Sunday, March 31, 2013
This is about trying to maintain my composure when things get alittle rocky. ..
So, this month has been an experience. Work stress.. loss a mentor/friend.. and gain some clarity.. but mostly I am struggling to maintain my ground on South BEACH Diet. ..as for work, the Union formation caused a lot of division so I chose not to be invovled at all. Especially since the sudden loss of a mentor that sparked my love for performing arts. It not only touched me but made me realize I was so engorged in my job I forgot where I truly wanted to be down the road. Its best I pump my brakes and just learn to do my best & forget the rest.

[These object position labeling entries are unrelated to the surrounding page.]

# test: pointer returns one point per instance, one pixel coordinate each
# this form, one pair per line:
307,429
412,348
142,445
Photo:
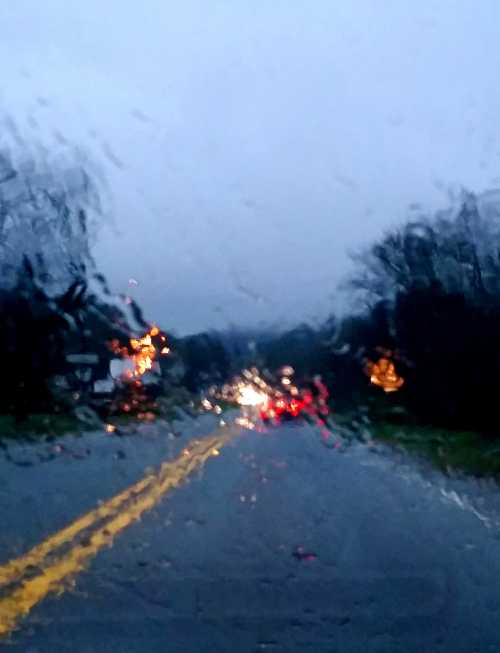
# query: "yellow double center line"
60,557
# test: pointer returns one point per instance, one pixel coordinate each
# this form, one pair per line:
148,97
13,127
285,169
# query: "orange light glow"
144,351
383,374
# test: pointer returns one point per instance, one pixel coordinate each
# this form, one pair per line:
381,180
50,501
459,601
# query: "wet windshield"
249,313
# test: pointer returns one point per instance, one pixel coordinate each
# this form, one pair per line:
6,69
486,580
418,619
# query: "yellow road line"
54,575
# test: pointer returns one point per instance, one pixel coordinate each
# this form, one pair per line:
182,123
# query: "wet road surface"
272,542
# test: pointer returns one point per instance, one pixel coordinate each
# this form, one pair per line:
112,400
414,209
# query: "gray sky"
248,145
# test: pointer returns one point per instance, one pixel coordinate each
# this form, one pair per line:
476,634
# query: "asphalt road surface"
201,539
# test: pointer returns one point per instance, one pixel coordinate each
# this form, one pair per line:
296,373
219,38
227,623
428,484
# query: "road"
242,541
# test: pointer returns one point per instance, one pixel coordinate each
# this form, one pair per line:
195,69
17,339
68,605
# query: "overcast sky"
248,145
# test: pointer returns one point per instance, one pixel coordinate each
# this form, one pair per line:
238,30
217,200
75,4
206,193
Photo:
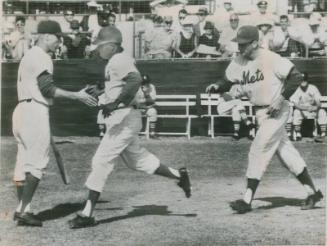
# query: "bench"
210,101
181,105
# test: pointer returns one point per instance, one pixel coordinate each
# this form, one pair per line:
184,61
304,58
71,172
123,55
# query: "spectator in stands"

This whole healthy lifestyle started strong.. and I still want it badly. But the fuel isn't so strong. It feels more like fumes. Its a struggle again. I hit a wall and I haven't even got far in. 22lbs lost and 100 more to go. ...its frustrating. I have comtemplated going to a doctor several times. At a routine gyno appt I was told pcos might be a reasoning behind my facial hair, skin tags, weight gain, and irregular periods. She finished off by saying "we can put u birth control or you can lose weight and it will help the symptoms" ...now birth control isn't an option cause my mother had negative reactions to birth control and genetically my outcome may be the same...as well as it will cause more weight gain. And I didn't know what pcos was and she made it sound like a cold. So after I discovered my aunt had been diagnosed and dealt with complications for yearrrrrrss ..I did my research and the fact that its well known that it makes weight loss difficult made me truly frustrated that my gyno was passive. And my primary doctor is a far cry from anything better so I'm afraid to even waste my money on a copay. I don't want to be brush off.. and I know I'm trying. Idk. I know I have to keep going no matter what the issue may be. Even if my friends around me are getting lapbands and dropping weight effortlessly... I'm still working out. Cutting carbs. No sugars... cause I know I'm ME! And I have to fight for it. And I will. But its mentally draining. Just felt like venting alittle. I'm still deciding if I should find a doctor to properly diagnose me and hopefully get better guidance.
Well sparkfamily... dispite the bumps.. we keep riding this wave till we reach land. We all know its worth it in the end. So Happy Easter! Eat smart! And its okay to not be so perfect all the time.
Thanks for reading my little rant. I will survive! Lol.